JAPANESE AND KOREAN FOODS ARE RECOMMENDED FOR IBD PATIENTS
Prebiotic evidence
Despite findings in many animal models of colitis, decreased dietary fiber intake is not definitely associated with IBD development. However, in daily clinical practice, some dieticians may instruct IBD patients to avoid dietary fiber, at least during the inflammatory stages, because fiber may stimulate the intestinal mucosa. Patients with CD and severe stenosis of the intestine may also be advised to avoid dietary fiber because of the possible intestinal obstruction.
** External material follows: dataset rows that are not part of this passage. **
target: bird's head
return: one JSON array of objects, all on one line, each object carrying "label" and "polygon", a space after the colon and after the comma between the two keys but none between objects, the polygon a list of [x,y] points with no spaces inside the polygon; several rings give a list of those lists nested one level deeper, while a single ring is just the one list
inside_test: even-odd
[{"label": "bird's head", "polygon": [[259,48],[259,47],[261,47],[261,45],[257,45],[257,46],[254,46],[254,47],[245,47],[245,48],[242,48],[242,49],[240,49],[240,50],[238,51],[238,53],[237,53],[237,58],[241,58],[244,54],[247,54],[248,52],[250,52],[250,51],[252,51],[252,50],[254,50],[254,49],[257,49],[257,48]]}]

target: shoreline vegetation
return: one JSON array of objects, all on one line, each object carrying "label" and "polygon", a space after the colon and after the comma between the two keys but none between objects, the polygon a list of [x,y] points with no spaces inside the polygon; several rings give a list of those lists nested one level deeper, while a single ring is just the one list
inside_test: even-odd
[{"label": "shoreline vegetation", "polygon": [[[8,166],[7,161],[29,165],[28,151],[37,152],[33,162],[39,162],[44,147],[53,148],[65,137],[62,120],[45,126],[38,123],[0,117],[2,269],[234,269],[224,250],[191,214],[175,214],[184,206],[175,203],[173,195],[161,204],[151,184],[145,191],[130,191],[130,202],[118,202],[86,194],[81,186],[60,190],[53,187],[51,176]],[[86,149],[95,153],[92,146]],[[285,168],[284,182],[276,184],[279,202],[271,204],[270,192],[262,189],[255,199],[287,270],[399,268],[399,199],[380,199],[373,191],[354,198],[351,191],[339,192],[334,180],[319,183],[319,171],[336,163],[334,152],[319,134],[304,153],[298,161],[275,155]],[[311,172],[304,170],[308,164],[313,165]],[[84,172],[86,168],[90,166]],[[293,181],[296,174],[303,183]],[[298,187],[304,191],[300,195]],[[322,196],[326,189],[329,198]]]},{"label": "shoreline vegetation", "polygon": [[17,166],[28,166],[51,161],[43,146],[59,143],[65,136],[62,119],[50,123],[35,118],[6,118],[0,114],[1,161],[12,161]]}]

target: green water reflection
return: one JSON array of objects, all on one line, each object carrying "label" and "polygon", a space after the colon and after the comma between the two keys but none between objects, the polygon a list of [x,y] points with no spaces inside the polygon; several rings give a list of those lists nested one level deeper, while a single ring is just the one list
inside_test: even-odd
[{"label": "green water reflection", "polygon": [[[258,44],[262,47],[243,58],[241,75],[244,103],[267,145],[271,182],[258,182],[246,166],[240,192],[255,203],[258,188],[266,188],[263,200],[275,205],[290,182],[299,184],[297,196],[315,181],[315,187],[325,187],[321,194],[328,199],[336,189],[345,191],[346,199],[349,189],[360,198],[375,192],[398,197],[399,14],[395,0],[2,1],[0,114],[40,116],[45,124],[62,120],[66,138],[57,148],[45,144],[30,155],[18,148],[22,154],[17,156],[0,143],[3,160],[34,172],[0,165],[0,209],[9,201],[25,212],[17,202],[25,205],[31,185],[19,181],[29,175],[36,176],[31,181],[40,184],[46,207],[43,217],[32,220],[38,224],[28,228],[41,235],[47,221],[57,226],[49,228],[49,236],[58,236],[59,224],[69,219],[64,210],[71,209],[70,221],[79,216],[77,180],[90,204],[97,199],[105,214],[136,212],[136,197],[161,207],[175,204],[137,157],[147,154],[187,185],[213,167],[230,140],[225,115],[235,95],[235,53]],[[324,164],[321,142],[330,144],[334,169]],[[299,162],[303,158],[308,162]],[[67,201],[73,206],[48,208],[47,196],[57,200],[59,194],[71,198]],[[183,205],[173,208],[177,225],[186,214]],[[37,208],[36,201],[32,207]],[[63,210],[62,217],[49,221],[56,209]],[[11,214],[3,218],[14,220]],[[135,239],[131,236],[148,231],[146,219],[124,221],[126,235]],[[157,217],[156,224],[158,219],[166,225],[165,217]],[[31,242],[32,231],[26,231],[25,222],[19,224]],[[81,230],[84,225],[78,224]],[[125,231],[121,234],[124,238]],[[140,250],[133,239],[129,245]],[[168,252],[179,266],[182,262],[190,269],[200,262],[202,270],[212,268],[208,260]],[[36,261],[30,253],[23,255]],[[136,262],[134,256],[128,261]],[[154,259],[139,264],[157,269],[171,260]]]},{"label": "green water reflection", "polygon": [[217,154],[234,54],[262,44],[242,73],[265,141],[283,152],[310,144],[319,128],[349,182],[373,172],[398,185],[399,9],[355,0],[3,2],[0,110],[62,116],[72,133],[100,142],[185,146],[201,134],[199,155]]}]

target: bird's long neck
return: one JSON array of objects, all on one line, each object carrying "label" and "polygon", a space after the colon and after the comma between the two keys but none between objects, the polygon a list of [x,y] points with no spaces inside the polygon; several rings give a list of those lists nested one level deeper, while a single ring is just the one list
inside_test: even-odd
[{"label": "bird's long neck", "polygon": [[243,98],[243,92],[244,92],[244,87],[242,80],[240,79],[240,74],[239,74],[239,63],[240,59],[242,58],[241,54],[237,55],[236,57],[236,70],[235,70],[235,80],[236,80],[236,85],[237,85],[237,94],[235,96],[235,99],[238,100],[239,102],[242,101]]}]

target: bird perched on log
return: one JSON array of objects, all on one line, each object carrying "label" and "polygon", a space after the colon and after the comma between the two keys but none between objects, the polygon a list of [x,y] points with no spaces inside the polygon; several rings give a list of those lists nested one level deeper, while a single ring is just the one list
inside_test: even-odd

However, in our clinical practice at Keio University Hospital, which treats > 2,000 IBD patients, we have explained recently published findings on the roles of dietary fiber in the suppression of inflammation to patients, and have recommended that these patients consume more dietary fiber, including fruits, vegetables, seaweeds, dried mushrooms and dried Japanese radishes. Modern Japanese individuals prefer hulled white rice to unthreshed brownish rice, which contains rice bran with a glucan fiber-rich component. Additionally, wheat bran is discarded when making soft white bread. Because the modern Japanese lifestyle may not allow individuals to eat proper meals, we recommend that IBD patients consume boiled rice together with an individually acceptable proportion of barley, which was a historical part of the normal Japanese lifestyle. The goal is to gradually increase the intake of properly balanced soluble and insoluble dietary fiber every month or year, because both the proportion and absolute numbers of fermented probiotics strains are reduced in the intestines of IBD patients [57]. A gradual increase in fermenters may allow patients to handle increased amounts of dietary fiber. The quantity of fermenters present in the intestines of these patients at the beginning of probiotic treatment may be insufficient to handle an overabundance of dietary fiber, resulting in deleterious outcomes, such as intestinal obstruction.
Probiotic evidence
The intake of foods containing fermented probiotics has decreased in Japan. Traditionally, Japanese have eaten fermented foods, such as fermented pickled vegetables, fermented bean paste, fermented stockfishes, fermented fish sushi, and natto. Fermentation was originally used to preserve foods and protect against putrefactive bacteria, such as pathobionts, prior to the widespread availability of electric refrigerators around 1963. Modern Japanese may avoid eating fermented foods owing to their strong smell. Indeed, modern Japanese, especially younger individuals, prefer light Kimchi, which can be made overnight, rather than sour Kimchi, which requires several months to ferment and produce abundant probiotics (Lactobacillus) and SCFAs. Additionally, young Japanese individuals do not like to eat Kusaya, a type of deeply fermented fish similar to Hongeohoe in Korea, both of which have powerful smells.
CONCLUSIONS
Randomized controlled trials have shown evidence for the effectiveness of fecal microbiota transplantation (FMT) in patients with recurrent Clostridium difficile infection (CDI) [58], and several case studies have shown the benefit of FMT for patients with IBD [58,59,60]. FMT may normalize dysbiosis in patients with IBD, but the strategy used in patients with recurrent CDI may have to be modified for patients with IBD. Although the incidence of IBD in developed Asian countries is rapidly increasing, so is the incidence in developed Western countries. Asian societies are at a crossroads between a Western-style and a traditional high-fiber, low-fat, and fermenter-rich diet. Clinicians should encourage these traditional foods to promote public welfare.